Early Stopping in Machine Learning !!

Aoishi Das
7 min readMay 2, 2022

--

Hey Guys.!!

When I started designing and building Machine Learning models I was always confused about one thing. This one burning question really pestered me a lot!!

For how many epochs should I train my model ?

I guess you too often have that question in mind. Usually we use some generic values like 50, 100 or 200 but is that even correct??

To begin with number of epochs is a hyperparameter.

What is a hyperparameter?

Hyperparameters are those values that control the learning process while training. Examples :

  1. Number of epochs
  2. Learning Rate
  3. Activation function to use in a layer
  4. Number of neurons and layers in a model
  5. Optimizer and so on

However the values of hyperparameters are determined by us. Phew!! That looks like a big responsibility on our tiny shoulders.

Although there’s no set rules to determine the values of hyperparameters but we do have some tricks up our sleeves that can help us to find the optimal values of hyperparameters.

Now let’s talk about how to find the correct number of epochs for our model training.

Let’s assume I am a noob with no idea about how to choose the correct value for number of epochs.

Case 1 : I choose a very small value like 20 or 30. Is that a problem?

Well YES!! My model might not be trained properly and remain underfit. Thus we won’t get good results.

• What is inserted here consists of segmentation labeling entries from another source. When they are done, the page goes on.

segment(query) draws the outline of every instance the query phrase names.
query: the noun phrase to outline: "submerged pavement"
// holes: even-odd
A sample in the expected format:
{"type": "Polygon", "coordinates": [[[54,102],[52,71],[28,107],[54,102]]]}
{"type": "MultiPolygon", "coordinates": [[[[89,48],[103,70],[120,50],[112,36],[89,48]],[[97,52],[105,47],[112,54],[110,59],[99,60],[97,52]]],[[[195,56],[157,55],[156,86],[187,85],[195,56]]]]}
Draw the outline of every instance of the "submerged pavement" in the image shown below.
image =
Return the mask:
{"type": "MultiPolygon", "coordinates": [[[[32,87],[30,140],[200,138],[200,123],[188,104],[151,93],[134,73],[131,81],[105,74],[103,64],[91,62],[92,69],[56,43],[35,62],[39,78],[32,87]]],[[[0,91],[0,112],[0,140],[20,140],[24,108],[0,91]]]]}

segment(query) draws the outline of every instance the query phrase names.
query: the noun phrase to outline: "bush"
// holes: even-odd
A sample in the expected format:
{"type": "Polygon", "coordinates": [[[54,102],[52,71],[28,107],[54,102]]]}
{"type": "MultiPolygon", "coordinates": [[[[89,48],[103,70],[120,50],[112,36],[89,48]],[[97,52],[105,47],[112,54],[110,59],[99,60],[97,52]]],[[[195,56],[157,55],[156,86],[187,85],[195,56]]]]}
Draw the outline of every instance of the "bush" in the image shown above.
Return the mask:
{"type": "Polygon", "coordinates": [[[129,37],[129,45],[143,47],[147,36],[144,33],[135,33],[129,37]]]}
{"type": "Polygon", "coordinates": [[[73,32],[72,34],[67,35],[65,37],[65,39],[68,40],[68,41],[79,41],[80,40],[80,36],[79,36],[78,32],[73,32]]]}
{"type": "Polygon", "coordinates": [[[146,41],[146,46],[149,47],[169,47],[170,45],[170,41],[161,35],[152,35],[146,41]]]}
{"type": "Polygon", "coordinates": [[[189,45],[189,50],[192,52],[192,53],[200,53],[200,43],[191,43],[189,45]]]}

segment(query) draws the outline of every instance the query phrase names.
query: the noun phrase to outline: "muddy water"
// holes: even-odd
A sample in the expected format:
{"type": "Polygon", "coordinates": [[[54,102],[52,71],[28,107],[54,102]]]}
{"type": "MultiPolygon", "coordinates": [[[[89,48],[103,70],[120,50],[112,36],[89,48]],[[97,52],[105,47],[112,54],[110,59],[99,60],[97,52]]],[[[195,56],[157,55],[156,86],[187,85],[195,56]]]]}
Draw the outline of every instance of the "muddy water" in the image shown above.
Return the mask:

Case 2: I choose a high value for number of epochs like 500 or 1000 to be on the safe side. Will that be a problem?

Again YES!! This might lead to overfitting and wastage of computational power.

What is overfitting?

Overfitting occurs when the model kind of memorizes the training dataset and learns it’s details. Thus instead of finding out the generalized solution , it finds out the specific solution that exactly fits the training dataset. This later on negatively impacts the performance of the model as your model won’t be able to predict unseen data properly.

Overfitting

From the graph, you can observe that the training and validation accuracy were pretty close till 7th or 8th epoch but after that the validation accuracy got stuck whereas the training performance kept on improving. This shows overfitting where your model kind of memorized the training dataset giving excellent results on that but will perform poorly on unseen test data.

Thus training it for too many or too less epochs won’t work. So we should find the optimal value for number of epochs.

Hence we adopt a method known as Early Stopping :

Here :

  1. Initialize the number of epochs with a large value initially.
  2. Keep on monitoring the performance of the model (Validation accuracy, Validation Loss etc.) with every epoch.
  3. Stop the training process if the performance doesn’t improve.

Since the training process is stopped early we call it Early Stopping.

Note : For monitoring purpose we should use validation loss or validation accuracy. Why? That is so because even if the model overfits, we won’t be able to detect that from the training performance as that will keep on improving. However the validation dataset performance will help us to detect overfitting since it will either saturate or deteriorate with increasing epochs once the model starts to overfit.

Are we going to implement all these steps manually? Well NO! We have Keras to our rescue!!

So for implementing Early Stopping we will use EarlyStopping Callback from Keras.

What is a Callback?

“A callback is an object that can perform actions at various stages of training (e.g. at the start or end of an epoch, before or after a single batch, etc.).” — Keras Official Documentation

For example, let’s say I have to go out to buy groceries but it’s impossible to step outside in this scorching heat. I want to find out the temperature at every hour and the moment it drops below 35 degrees I will go out. So I need to keep checking the temperature at every hour right? I ask my sibling to do that task (in exchange of some chocolates of course!!). Thus my sibling is behaving like a callback i.e. performing a set of actions( in case of my model that would be the functions that we define) repeatedly after every hour (in case of model it’s comparable to epoch/batch).

So now let’s move on and see how this EarlyStopping Callback is implemented using Keras.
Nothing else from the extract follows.